Het kostte hem enkele tellen voor hij begreep wat ze waren.
Ogen.
Geen mensenogen, maar ronde, uitpuilende of nee, ovaal en platte exemplaren. Ze volgden hem, staarden naar hem. Snoeken en baarzen! Damherten en everzwijnen! Smekend, verwijtend en vol haat.

Plots doorbrekend zonlicht deden schimmen en ogen oplossen. De wind zweeg en het geraas verdween. Twee seconden duurde het voor het besef van de val tot hem doordrong. Hendrik gilde:
Het oog van de storm!! Het oog dat volgt! Het oog dat staart! Het oog dat...Zijn oog.
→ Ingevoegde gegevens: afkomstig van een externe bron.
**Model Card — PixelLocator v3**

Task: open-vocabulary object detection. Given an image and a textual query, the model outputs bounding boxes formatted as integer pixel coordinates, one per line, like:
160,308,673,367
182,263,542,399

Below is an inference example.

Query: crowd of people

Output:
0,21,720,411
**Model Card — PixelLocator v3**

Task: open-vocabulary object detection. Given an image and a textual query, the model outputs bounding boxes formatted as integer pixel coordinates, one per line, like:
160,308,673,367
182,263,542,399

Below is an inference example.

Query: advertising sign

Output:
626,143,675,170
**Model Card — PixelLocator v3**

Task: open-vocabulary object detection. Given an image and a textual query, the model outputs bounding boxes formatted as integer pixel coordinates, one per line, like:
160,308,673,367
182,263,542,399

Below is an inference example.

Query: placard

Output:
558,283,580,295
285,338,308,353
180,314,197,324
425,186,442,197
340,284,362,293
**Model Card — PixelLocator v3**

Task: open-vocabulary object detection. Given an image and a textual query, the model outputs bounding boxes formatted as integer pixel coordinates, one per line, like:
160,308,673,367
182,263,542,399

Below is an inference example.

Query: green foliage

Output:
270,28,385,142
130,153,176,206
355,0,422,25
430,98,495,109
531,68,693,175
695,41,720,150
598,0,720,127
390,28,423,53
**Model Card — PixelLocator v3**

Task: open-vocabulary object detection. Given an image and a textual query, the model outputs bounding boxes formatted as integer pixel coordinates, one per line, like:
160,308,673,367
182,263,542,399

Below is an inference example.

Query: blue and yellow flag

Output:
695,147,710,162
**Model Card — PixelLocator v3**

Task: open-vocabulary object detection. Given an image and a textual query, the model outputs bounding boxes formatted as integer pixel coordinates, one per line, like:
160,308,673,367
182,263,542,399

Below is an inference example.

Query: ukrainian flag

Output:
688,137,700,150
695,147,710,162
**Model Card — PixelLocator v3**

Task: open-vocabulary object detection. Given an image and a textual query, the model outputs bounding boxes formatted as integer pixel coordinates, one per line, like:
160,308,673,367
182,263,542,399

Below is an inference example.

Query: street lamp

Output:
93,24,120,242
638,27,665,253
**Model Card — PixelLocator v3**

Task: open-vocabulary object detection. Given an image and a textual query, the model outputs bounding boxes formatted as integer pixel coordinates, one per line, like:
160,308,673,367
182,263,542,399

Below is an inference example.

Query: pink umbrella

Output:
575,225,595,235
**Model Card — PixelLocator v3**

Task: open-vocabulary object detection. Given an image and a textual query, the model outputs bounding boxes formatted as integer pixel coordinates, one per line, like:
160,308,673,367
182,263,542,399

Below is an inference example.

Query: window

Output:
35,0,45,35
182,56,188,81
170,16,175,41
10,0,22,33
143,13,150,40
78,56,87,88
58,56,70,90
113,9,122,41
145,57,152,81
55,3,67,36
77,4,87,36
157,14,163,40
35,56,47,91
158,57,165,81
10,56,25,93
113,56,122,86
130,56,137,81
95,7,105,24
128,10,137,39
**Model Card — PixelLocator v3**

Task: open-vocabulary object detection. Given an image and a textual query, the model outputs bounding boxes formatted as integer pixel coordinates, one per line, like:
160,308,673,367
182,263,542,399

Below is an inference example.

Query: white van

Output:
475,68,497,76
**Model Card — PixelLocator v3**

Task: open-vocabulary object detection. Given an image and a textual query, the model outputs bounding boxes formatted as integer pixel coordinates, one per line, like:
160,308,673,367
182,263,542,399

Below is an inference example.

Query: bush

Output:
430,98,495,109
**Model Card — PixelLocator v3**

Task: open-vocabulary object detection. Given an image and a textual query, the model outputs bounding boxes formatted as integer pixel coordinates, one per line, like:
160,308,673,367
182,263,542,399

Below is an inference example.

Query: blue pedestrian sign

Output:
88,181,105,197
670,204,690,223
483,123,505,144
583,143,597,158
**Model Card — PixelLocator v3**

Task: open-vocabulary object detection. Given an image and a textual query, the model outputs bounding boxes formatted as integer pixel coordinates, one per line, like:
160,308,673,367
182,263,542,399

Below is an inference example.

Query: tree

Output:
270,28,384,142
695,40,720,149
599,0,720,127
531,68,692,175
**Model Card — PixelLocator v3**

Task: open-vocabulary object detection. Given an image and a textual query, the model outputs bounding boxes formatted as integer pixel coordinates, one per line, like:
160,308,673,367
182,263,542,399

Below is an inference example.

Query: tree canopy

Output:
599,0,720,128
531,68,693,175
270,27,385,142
Oh God!
*
Wie uiteindelijk de race richting aardoppervlak won – mens of schommelstoel – werd nooit vastgesteld.
Maar dat zou Hendrik – eeuwig dagdromend – verder een zorg wezen.

 

Lid sinds

7 jaar 6 maanden

Rol

  • Gewone gebruiker

Tudor, met ontzetting vastgekluisterd in mijn bureaustoel las ik dit fraaie stukje 'Fantasy'.
P.S.: het zal wel wegens die hoofdpijn zijn dat de schommelstoel  op regel 25 even een rolstoel werd, zeker?

Lid sinds

5 jaar 3 maanden

Rol

  • Gewone gebruiker

Goede avond Tudor

Ik vind dit een sterke tekst. Je vertelt het op een rustige en goede manier zodat de lezer zonder moeite meegesleept wordt in het verhaal. Ik vind de idee van een oude man door de lucht suizend in zijn schommelstoel fijn gevonden.

Ik zou hier en daar kunnen zeuren over een zin die je te lang maakt, maar dat doet geen afbreuk aan het geheel.

Johanna

 

   

Lid sinds

6 jaar 4 maanden

Rol

  • Gewone gebruiker

Hallo Tudor, door een aantal prachtige zinnen lees ik een mooi verhaal dat wat mij begreft wat inzakt op het einde.
Ik heb het zeker met plezier gelezen!

Lid sinds

6 jaar 1 maand

Rol

  • Gewone gebruiker

Dag Tudor

wat een origineel verhaal! aangezien ik in de zorg heb gewerkt, ken ik ze wel: de mensen die naar het einde verlangen. maar jij laat deze man, die verlangt naar het einde nog een mooie reis maken.